Tell Me Why é o novo jogo narrativo do estúdio francês Don’t Nod Entertainment. Desde 2013, com o lançamento de Remember Me, o seu primeiro jogo, que o estúdio desenvolve jogos em torno de habilidades relacionadas com memórias e viagens no tempo para o passado (Vampyr foi a única excepção). Esta nova aventura gráfica, dividida em três episódios, é um regresso a território familiar tanto para o estúdio como para os seus fãs. Temos novamente um jogo altamente focado na narrativa, como já tinha acontecido em Life Is Strange, uma estrutura episódica, e personagens com habilidades especiais nas quais o jogo assenta as suas principais mecânicas.

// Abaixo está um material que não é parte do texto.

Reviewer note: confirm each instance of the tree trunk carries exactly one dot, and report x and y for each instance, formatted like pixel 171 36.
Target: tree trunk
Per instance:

Apesar destas semelhanças com os jogos anteriores, Tell Me Why é também um jogo muito diferente pelas temáticas abordadas. Este é o primeiro grande lançamento a colocar uma personagem trânsgénero no papel de protagonista. É verdade que têm havido um esforço colectivo da indústria para haver mais variedade nas personagens dos videojogos, mas muitas vezes a sua representação acaba por não ser a mais natural. Por vezes, parece até que é apenas um pâramatro numa grande checklist de coisas que os videojogos têm que ter na modernidade. Em Tell Me Why, felizmente isso não se verifica. O facto de um dos protagonistas ser trânsgénero não é o tema principal da história , mas está bem emaranhado na narrativa e no desenvolvimento da personagem (isto é, sentes que é parte integrante e não apenas um mero adereço para enfeitar).

Os gémeos Ronan

Alyson e Tyler são dois irmãos gémeos e os protagonistas de Tell Me Why. Separados quando ainda crianças depois de um evento traumático, voltam a reencontrar-se anos depois para regressar à casa onde cresceram, tratar de separar o lixo daquilo que lhes é valioso, e tratar de arranjar um vendedor para seguirem em diante com as suas vidas. Este regresso a casa leva inevitavelmente os irmãos a procurar respostas para coisas que aconteceram no passado. É aqui que entra uma das habilidades sobrenaturais da dupla, a capacidade de reviver e partilhar em tempo real memórias despoletadas por sítios onde já estiveram anteriormente.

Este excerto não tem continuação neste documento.